The Green Party today expressed surprise that iconic racing figures such as Sir Patrick Hogan and Dave O'Sullivan would lend their names to the online gambling site 'Race-O New Zealand' set up on Saturday.
"The Gambling Act passed only three years ago by this Parliament made online gaming illegal within New Zealand. It also makes betting on horses illegal if it takes place with anyone other than the TAB," Greens' Racing and Gambling Spokesperson Sue Bradford says.
"Such online activities are illegal not only for the operators of the game but for the participants. Perhaps to circumvent these legal restrictions, Race-O is the trading name of a company registered in Costa Rica, while its gaming and betting license has been secured within the Kahnawake Indian nation, near Montreal, Canada.
"The Government should immediately close down the site, and pursue prosecutions vigorously if laws have been broken," Ms Bradford says.

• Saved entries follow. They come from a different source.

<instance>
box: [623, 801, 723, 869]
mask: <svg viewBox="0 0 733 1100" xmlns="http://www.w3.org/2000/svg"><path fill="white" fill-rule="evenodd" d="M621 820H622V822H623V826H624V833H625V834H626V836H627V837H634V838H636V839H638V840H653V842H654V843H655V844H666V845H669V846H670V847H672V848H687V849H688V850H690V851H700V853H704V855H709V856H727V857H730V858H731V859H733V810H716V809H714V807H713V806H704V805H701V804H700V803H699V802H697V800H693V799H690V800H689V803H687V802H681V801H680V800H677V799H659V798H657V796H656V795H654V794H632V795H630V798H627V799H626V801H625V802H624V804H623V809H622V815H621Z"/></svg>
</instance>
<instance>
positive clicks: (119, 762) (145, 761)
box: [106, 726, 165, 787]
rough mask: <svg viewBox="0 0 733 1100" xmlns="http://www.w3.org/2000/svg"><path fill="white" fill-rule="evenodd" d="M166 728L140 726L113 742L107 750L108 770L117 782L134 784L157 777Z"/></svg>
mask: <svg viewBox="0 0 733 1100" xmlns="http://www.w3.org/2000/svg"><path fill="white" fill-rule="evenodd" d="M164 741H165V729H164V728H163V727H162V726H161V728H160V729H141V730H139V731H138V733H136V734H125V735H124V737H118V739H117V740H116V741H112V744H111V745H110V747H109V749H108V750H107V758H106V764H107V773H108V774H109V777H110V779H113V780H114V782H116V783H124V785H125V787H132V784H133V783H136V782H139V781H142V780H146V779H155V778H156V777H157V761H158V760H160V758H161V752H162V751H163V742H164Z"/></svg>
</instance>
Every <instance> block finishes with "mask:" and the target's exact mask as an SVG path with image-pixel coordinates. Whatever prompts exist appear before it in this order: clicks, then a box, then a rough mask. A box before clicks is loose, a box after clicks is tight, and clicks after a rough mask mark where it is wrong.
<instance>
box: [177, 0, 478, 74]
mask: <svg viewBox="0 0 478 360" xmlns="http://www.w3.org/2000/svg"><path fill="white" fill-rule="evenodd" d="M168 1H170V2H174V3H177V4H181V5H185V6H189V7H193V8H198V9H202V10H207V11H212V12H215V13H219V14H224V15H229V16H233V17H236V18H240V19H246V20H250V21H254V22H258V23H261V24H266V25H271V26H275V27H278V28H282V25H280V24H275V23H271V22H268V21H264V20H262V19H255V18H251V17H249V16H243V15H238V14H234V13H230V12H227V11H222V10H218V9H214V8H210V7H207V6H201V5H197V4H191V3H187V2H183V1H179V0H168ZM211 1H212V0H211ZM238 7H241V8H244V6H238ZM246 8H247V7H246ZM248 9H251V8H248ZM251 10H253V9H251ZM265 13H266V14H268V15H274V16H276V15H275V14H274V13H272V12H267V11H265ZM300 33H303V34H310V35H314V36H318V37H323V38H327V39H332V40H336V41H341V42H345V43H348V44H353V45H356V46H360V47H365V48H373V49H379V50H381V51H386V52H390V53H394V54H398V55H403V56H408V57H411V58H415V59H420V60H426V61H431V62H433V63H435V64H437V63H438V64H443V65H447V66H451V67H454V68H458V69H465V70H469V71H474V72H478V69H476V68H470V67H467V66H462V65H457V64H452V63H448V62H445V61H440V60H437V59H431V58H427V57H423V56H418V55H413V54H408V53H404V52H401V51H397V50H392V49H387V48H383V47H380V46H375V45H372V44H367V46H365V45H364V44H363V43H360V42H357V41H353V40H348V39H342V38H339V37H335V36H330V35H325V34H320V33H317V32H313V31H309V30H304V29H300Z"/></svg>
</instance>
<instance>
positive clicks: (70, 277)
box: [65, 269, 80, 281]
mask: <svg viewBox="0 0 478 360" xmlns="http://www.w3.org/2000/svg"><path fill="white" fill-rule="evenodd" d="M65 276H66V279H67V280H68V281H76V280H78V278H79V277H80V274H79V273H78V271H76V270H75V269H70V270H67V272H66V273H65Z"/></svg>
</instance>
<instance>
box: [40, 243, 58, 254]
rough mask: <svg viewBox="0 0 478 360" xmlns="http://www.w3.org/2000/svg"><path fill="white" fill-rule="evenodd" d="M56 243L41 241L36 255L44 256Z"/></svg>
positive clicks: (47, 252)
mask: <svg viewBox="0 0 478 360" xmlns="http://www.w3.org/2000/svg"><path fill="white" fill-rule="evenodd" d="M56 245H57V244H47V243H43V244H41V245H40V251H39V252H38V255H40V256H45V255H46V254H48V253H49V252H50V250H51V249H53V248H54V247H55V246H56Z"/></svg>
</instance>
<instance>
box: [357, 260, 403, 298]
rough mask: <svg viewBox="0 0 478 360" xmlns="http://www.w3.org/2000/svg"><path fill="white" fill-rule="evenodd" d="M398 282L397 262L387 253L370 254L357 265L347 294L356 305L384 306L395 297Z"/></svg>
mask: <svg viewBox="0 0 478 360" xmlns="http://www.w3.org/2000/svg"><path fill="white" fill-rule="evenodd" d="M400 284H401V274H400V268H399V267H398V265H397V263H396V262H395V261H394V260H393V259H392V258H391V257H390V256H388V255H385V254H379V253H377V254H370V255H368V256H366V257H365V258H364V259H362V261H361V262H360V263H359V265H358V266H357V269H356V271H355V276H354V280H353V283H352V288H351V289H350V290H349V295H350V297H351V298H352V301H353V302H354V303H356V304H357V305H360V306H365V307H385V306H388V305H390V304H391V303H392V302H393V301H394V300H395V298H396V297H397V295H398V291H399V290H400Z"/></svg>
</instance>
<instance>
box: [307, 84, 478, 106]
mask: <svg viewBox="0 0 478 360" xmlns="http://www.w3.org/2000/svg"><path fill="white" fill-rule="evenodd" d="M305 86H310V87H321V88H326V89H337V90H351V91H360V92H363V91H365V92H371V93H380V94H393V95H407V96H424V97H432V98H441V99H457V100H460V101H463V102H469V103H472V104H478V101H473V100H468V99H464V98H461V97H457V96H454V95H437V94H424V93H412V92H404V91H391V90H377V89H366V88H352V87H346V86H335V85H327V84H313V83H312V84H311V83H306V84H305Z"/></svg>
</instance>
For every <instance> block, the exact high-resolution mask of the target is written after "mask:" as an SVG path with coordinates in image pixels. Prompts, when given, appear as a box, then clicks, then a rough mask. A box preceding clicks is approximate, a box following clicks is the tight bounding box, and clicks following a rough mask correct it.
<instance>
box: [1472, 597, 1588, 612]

'During the Select Committee process for the Gambling Act we heard a lot of evidence about the harm done by internet gambling, and the majority of MPs were keen to do everything possible to restrain the development of online gaming in New Zealand, even though it is difficult to combat internationally.
"This type of online gambling on racing events could also end up posing a threat to the viability of the racing industry, because at least the present TAB monopoly guarantees that gambling profits are returned to the industry in a reasonably accountable manner.
"Racing seems already to be in such a state of decline that it is reduced, shamefully, to taking the proceeds of pokie money to bulk out major stakes.
"It would be a pity if the advent of online gaming sites like Race-O should even further undermine the distribution system maintained by the TAB, through the auspices of the NZ Racing Board."